Rawson, ES, Lieberman, HR, Walsh, TM, Zuber, SM, Harhart, JM, Matthews, TC
Physiology & behavior. 2008;(1-2):130-4
Abstract
Creatine supplementation has been reported to improve certain aspects of cognitive and psychomotor function in older individuals and in young subjects following 24 and 36 h of sleep deprivation. However, the effects of creatine supplementation on cognitive processing and psychomotor performance in non-sleep deprived young adults have not been assessed with a comprehensive battery of neurocognitive tests. The primary objective of this study was to examine the effects of creatine supplementation on cognitive processing and psychomotor performance in young adults. Twenty-two subjects (21+/-2 yr) ingested creatine (0.03 g/kg/day) or placebo for 6 weeks in a double-blind placebo-controlled fashion.

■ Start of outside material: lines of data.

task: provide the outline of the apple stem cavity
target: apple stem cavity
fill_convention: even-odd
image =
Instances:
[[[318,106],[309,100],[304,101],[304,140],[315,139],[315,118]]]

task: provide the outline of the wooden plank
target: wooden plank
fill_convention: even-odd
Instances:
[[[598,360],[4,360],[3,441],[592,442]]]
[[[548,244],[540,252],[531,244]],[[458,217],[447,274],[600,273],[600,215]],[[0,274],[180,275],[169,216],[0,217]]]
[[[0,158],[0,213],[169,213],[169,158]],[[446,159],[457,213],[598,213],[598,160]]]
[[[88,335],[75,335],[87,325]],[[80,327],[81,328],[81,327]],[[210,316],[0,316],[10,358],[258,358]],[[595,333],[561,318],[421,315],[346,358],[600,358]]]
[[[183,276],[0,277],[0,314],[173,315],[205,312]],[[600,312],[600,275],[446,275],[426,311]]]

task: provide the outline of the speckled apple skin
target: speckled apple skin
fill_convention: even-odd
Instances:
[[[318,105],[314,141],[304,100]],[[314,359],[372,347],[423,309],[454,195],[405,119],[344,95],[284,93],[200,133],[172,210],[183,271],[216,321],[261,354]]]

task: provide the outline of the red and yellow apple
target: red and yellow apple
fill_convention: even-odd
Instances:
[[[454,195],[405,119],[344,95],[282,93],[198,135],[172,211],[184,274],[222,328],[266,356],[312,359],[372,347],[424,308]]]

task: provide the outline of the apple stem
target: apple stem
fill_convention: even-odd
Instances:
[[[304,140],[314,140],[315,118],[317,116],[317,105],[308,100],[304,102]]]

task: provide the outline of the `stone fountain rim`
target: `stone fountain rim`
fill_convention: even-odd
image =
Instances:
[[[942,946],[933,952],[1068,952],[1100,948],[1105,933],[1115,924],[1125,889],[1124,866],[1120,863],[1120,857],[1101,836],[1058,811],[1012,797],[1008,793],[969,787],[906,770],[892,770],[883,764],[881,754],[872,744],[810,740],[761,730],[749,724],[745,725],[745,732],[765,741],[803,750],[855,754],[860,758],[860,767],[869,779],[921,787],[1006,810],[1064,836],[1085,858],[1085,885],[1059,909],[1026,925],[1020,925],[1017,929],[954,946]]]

Subjects completed a battery of neurocognitive tests pre- and post-supplementation, including: simple reaction time (RT), code substitution (CS), code substitution delayed (CSD), logical reasoning symbolic (LRS), mathematical processing (MP), running memory (RM), and Sternberg memory recall (MR). There were no significant effects of group, no significant effects of time, and no significant group by time interactions for RT, CS, CSD, LRS, MP, RM, and MR (all p>0.05), indicating that there were no differences between creatine and placebo supplemented groups at any time. These results suggest that six weeks of creatine supplementation (0.03/g/kg/day) does not improve cognitive processing in non-sleep deprived young adults. Potentially, creatine supplementation only improves cognitive processing and psychomotor performance in individuals who have impaired cognitive processing abilities.